Mrs May or Mr Corbyn will, whether as HM Prime Minister or HM Leader of The Opposition, have to lead their cabinet or shadow cabinet. They will not be leading the people. They will be representing them.

But neither leader has properly led their team during the campaign. I fear they won’t do so in power either. And we, the people, will greatly suffer. It seems that the leadership lessons of The Chilcot Report remain unheard and unheeded.

The quality of leadership in business, as in politics, is in indirect proportion to the frequency with which the word is used.

Witness the derision with which the repetition of the phrase “strong and stable leadership” was received. A “strong and stable presidency” would have been a more honest slogan. And references to “the many and not the few” would ring true if we could believe that the work required to execute that hope will be led appropriately.

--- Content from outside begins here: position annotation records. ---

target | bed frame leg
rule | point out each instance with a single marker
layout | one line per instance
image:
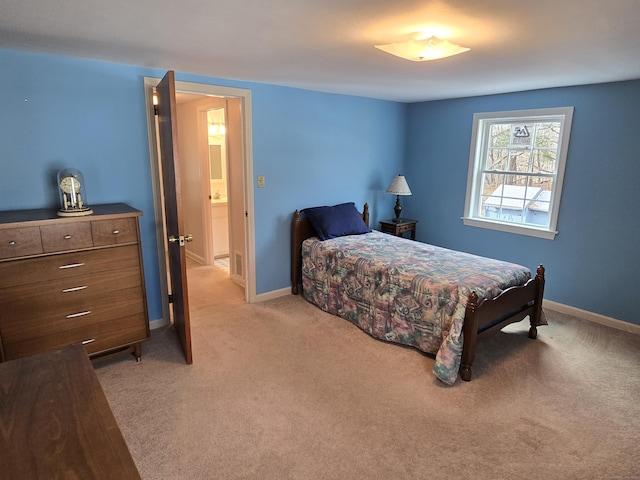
(470, 330)
(534, 319)
(465, 372)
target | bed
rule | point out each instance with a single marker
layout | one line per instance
(440, 301)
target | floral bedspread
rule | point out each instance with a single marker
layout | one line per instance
(403, 291)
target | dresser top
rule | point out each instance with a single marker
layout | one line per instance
(44, 216)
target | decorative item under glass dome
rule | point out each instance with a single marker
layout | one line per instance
(73, 198)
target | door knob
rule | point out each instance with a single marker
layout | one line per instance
(180, 239)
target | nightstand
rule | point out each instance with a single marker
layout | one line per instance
(398, 228)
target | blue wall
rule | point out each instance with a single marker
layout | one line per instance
(313, 148)
(316, 148)
(593, 262)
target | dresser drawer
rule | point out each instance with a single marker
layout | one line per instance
(20, 242)
(56, 267)
(96, 338)
(114, 232)
(49, 314)
(66, 236)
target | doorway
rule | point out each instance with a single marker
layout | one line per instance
(240, 179)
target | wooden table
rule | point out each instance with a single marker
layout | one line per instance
(55, 421)
(398, 228)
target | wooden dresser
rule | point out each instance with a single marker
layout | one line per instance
(72, 280)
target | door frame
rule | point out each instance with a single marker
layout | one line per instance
(156, 179)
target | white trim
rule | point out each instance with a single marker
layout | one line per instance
(245, 96)
(273, 294)
(195, 257)
(476, 156)
(510, 228)
(592, 317)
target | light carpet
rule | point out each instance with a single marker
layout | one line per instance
(281, 390)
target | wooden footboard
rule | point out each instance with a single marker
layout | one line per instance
(491, 315)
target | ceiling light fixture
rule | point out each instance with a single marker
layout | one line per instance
(423, 49)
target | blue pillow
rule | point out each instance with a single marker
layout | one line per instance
(336, 221)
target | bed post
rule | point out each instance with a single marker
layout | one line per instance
(296, 254)
(470, 331)
(536, 316)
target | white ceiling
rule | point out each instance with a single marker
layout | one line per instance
(328, 45)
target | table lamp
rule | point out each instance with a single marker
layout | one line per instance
(399, 186)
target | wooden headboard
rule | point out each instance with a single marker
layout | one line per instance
(301, 229)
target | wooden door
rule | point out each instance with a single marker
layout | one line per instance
(168, 132)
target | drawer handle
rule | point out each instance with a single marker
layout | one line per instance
(74, 289)
(71, 265)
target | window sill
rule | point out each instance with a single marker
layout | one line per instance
(510, 228)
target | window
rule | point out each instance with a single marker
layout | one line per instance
(516, 167)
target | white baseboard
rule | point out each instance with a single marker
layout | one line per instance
(592, 317)
(273, 294)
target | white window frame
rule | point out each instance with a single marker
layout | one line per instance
(479, 141)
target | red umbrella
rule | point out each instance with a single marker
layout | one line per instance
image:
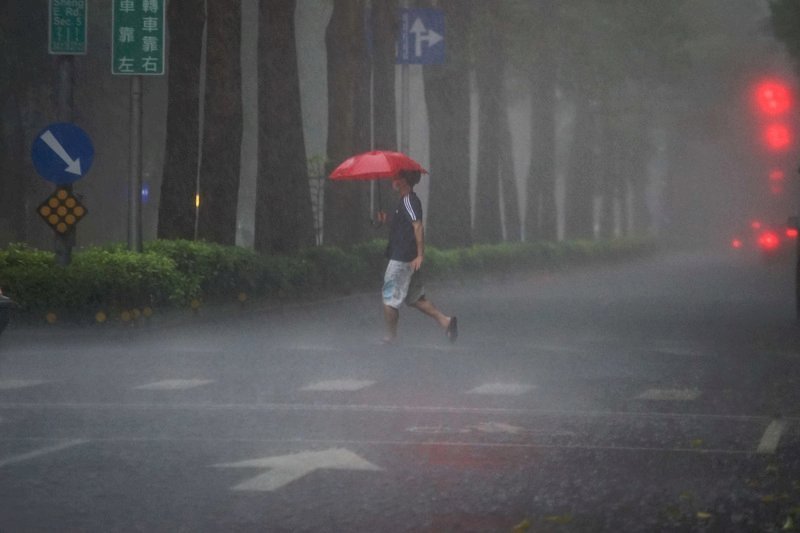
(374, 165)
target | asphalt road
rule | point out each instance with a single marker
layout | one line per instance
(655, 395)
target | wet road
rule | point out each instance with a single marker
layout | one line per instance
(657, 395)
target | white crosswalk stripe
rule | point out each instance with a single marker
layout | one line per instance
(175, 384)
(12, 384)
(507, 389)
(684, 395)
(337, 385)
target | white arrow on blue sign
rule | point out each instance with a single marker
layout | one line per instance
(62, 153)
(421, 37)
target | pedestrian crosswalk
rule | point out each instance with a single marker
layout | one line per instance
(353, 384)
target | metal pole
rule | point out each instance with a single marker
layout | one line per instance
(135, 181)
(63, 244)
(368, 7)
(405, 85)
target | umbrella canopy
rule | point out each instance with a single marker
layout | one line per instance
(374, 165)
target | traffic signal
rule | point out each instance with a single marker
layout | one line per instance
(773, 97)
(774, 101)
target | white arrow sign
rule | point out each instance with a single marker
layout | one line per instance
(421, 33)
(73, 165)
(286, 468)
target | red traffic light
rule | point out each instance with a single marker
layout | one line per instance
(777, 137)
(773, 97)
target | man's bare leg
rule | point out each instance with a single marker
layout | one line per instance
(391, 316)
(429, 309)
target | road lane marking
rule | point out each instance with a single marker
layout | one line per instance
(772, 437)
(681, 395)
(175, 384)
(339, 385)
(14, 384)
(40, 452)
(500, 389)
(284, 469)
(413, 443)
(387, 408)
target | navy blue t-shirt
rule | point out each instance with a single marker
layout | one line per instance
(402, 243)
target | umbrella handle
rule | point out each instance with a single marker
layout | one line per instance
(379, 219)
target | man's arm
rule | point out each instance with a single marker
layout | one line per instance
(419, 236)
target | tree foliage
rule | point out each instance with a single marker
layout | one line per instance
(284, 221)
(176, 209)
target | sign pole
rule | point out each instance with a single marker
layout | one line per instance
(405, 86)
(137, 49)
(135, 177)
(64, 242)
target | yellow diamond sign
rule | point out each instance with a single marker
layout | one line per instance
(61, 210)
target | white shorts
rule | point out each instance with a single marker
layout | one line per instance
(401, 284)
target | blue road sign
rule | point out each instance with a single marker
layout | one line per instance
(62, 153)
(421, 37)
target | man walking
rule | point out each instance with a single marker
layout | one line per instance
(402, 282)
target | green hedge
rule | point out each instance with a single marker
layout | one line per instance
(174, 274)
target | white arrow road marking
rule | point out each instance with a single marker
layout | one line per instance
(41, 451)
(771, 437)
(175, 384)
(286, 468)
(421, 33)
(73, 165)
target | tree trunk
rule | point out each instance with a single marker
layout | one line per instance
(222, 124)
(447, 95)
(346, 210)
(578, 203)
(176, 209)
(13, 190)
(540, 212)
(284, 221)
(508, 182)
(383, 33)
(489, 70)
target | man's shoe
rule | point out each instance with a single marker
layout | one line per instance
(452, 329)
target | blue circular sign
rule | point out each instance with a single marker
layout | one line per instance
(62, 153)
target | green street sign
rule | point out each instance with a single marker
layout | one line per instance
(67, 28)
(137, 37)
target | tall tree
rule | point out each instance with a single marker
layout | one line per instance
(508, 182)
(284, 221)
(381, 33)
(222, 124)
(532, 42)
(27, 71)
(489, 72)
(176, 209)
(346, 203)
(447, 95)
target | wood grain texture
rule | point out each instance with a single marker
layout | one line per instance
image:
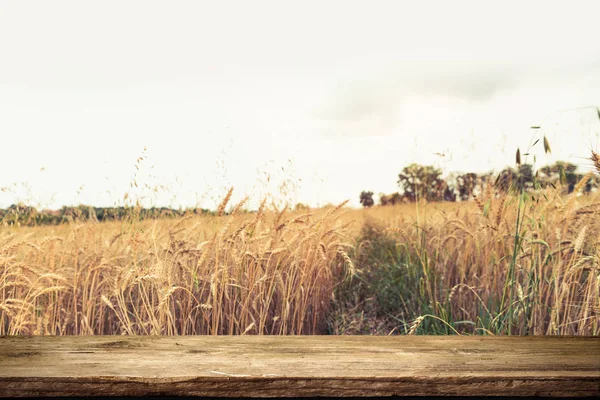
(299, 366)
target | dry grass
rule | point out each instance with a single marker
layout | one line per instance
(459, 263)
(263, 273)
(502, 265)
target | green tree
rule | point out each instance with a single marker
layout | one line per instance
(423, 181)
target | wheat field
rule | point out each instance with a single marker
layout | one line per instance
(524, 264)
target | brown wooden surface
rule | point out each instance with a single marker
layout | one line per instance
(298, 366)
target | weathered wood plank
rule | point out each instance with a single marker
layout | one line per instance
(299, 366)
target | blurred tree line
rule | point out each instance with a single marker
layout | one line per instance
(19, 214)
(425, 182)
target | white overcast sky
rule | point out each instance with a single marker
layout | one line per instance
(340, 94)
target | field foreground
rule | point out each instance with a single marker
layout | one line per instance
(501, 265)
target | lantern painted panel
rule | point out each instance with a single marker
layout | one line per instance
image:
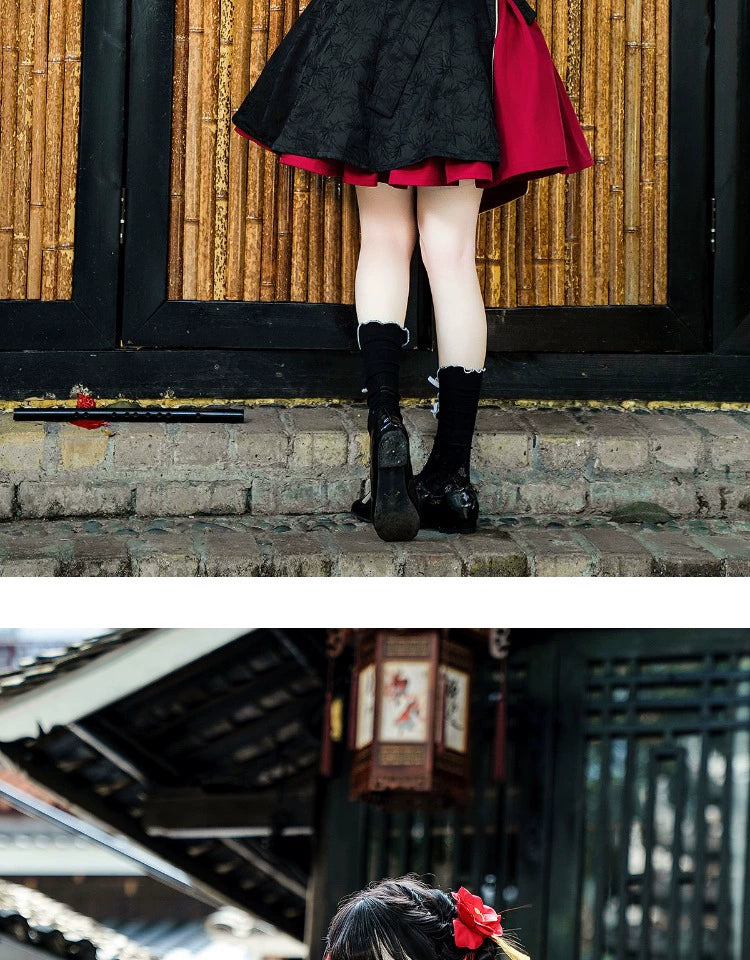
(410, 713)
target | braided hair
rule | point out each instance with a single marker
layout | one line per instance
(404, 919)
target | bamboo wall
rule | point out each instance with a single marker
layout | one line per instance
(39, 116)
(244, 226)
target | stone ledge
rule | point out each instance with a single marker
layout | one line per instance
(310, 460)
(337, 545)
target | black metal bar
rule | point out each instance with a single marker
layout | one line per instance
(251, 374)
(626, 816)
(647, 891)
(699, 887)
(399, 854)
(603, 826)
(680, 794)
(549, 841)
(724, 900)
(132, 414)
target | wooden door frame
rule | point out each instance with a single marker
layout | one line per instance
(732, 181)
(566, 796)
(88, 319)
(151, 320)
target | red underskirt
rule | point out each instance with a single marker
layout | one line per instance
(538, 130)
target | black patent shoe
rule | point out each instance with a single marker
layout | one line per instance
(456, 511)
(392, 506)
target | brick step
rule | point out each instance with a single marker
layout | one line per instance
(632, 465)
(339, 546)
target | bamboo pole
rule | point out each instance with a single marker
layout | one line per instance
(481, 257)
(524, 252)
(647, 175)
(315, 245)
(602, 154)
(8, 83)
(661, 153)
(632, 146)
(192, 152)
(558, 182)
(284, 223)
(237, 173)
(585, 179)
(494, 252)
(270, 177)
(617, 94)
(207, 150)
(69, 170)
(541, 190)
(507, 232)
(38, 143)
(300, 234)
(350, 242)
(332, 241)
(22, 160)
(570, 292)
(221, 179)
(52, 146)
(259, 51)
(177, 211)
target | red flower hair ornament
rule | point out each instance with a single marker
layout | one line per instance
(475, 921)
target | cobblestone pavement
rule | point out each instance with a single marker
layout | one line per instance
(338, 545)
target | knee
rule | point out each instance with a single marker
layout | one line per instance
(443, 248)
(390, 237)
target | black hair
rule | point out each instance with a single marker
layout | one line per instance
(403, 919)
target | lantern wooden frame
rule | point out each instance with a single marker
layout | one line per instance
(396, 771)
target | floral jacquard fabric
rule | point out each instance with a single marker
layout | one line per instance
(380, 84)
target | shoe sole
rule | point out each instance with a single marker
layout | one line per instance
(442, 528)
(394, 515)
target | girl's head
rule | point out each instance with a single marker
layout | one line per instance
(404, 919)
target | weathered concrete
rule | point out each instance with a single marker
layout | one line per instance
(306, 461)
(340, 546)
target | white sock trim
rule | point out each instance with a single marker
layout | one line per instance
(383, 322)
(435, 381)
(457, 366)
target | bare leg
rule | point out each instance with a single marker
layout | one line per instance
(389, 232)
(447, 220)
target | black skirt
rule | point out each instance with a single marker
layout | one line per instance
(380, 85)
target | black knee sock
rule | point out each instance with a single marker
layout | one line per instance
(449, 463)
(381, 345)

By way of contrast consider this quote: “Our experience has proven to us that when you get the people proposition right, execute it well, put your hand up when you make mistakes, are humble enough to see this as a continuous improvement process (you never get to where you really want to be but you are always striving for it), then that’s when you really engage the hearts and minds and energy of the workforce.” That’s Adrian Bettridge, Managing Partner of Baringa Partners which took first place this year in the UK’s Best Workplaces Large Category. And if he practices what he says, then his would be a useful model for good leadership.

I mentioned to a colleague that I was writing this piece about current examples of poor and good leadership and he said, “There has been a show of leadership from a rather unexpected quarter this week. A display of empathy, self-awareness, generosity and personal courage from a 23 year old American pop singer, Ariana Grande. She has behaved magnificently under extreme pressure and no doubt huge emotional strain. In behaving as she has, she has perfectly judged the moment and behaved selflessly in the manner of a great leader.” I think he’s a fan but, certainly, if a strong display of what used to be called “character” is a sign of a nascent strong leader then I agree with him that she is a good example.

Politics and business reflect the values of society. Increasingly, society is focused on individuals as opposed to groups. I like this focus on individuals because I believe that the uniqueness of individuals is under exploited in businesses. But, equally, businesses are groups of individuals and they need leaders. We can’t encourage individuality without also supporting how that individuality can thrive in a group. This balance is difficult to achieve but is what leaders must do if they want to achieve the best outcomes.

I feel gloomy about the prospects for good leadership in the new parliament irrespective of the outcome of the election. Hopefully people in business will take heed of the perilous state of leadership in politics and work to avoid it in their organisations by ensuring that everyone understands that leadership is a series of actions and not the human equivalent of a beermat folded and inserted under the wobbly leg of a restaurant table.